– Любимое место мистера Крейса в бытность его преподавателем в здешней школе. Там, где он задумал свой роман «Дискуссионный клуб».
– Что-о?
– Часовня на холме. Вы там были?
– Нет. И даже не слышала о ней никогда.
– Мистер Крейс как-то мимоходом упомянул мне о ней. Там особая атмосфера, сказал он, стимулирует творческий процесс. Но… нет, это исключено.
– Что исключено?
– Идти туда пешком. Отсюда слишком далеко. Впрочем, завтра вы в любое время сами сможете осмотреть часовню.
Я видел, что мои слова пробудили в Лавинии живой интерес.
– Какая досада! – воскликнула она, вешая на плечо сумочку. – Звучит заманчиво. – Ее взгляд, еще несколько мгновений назад исполненный истомы из-за довольства и винных паров, теперь вновь горел энтузиазмом. – Нет, мы непременно посетим ее.
– Каким образом?
– На моей машине, я отвезу нас. Это недалеко, а полиции там точно нет.
– Даже если и так, – возразил я, – вы все равно сейчас не в том состоянии, чтобы садиться за руль. Я выпил меньше вас, поэтому, если вы не против, я мог бы повести…
– Вы уверены?
– Да, конечно.
– Великолепно, – произнесла Лавиния с улыбкой.

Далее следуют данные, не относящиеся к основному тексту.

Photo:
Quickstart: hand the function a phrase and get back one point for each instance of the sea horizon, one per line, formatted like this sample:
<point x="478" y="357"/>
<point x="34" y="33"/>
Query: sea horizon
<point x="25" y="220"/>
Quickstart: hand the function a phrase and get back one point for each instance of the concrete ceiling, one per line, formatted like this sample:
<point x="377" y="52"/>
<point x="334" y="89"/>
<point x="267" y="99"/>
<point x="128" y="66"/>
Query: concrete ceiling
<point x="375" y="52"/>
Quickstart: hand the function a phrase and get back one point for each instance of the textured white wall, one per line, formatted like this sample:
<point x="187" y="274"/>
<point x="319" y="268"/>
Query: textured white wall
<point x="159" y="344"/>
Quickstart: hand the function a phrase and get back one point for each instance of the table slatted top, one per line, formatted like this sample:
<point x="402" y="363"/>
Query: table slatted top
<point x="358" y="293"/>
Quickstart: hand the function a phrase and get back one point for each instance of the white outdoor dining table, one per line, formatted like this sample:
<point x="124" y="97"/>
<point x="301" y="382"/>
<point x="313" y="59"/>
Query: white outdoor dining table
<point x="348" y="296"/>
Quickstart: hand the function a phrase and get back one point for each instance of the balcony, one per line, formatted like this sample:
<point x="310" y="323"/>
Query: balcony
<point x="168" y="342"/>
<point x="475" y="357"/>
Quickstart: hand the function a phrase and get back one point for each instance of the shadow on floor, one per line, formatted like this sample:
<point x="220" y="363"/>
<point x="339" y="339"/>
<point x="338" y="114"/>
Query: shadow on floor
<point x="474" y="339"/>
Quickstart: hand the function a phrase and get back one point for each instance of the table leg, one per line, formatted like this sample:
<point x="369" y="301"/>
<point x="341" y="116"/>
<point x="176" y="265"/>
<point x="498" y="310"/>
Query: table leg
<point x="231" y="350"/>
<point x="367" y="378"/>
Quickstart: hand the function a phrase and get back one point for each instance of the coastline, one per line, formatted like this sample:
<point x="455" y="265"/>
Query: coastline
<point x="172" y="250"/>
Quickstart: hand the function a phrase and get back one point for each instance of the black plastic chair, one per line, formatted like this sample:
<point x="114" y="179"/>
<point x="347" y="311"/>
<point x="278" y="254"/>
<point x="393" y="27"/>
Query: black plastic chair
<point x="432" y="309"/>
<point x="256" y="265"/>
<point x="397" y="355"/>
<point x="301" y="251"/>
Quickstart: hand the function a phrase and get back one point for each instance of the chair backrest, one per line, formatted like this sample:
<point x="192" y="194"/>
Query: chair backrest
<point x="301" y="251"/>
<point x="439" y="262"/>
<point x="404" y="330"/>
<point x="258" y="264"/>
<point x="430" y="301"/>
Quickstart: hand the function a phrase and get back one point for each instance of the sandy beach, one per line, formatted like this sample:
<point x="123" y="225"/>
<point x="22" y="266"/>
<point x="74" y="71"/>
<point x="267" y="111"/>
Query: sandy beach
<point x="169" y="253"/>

Она стала доставать из сумочки ключи от автомобиля, а я натянул перчатки, заметив, будто я слышал, как кто-то из гостей сказал портье, что температура на улице ощутимо понизилась.
– Пожалуй, я на радостях перебрала немного, – призналась Лавиния, вручая мне ключи.
Мы направились к выходу. Вечер выдался холодным, небо было усеяно звездами, мерцавшими в фиолетово-черной выси, словно алмазные россыпи. Лавиния глубоко вдохнула и выдохнула.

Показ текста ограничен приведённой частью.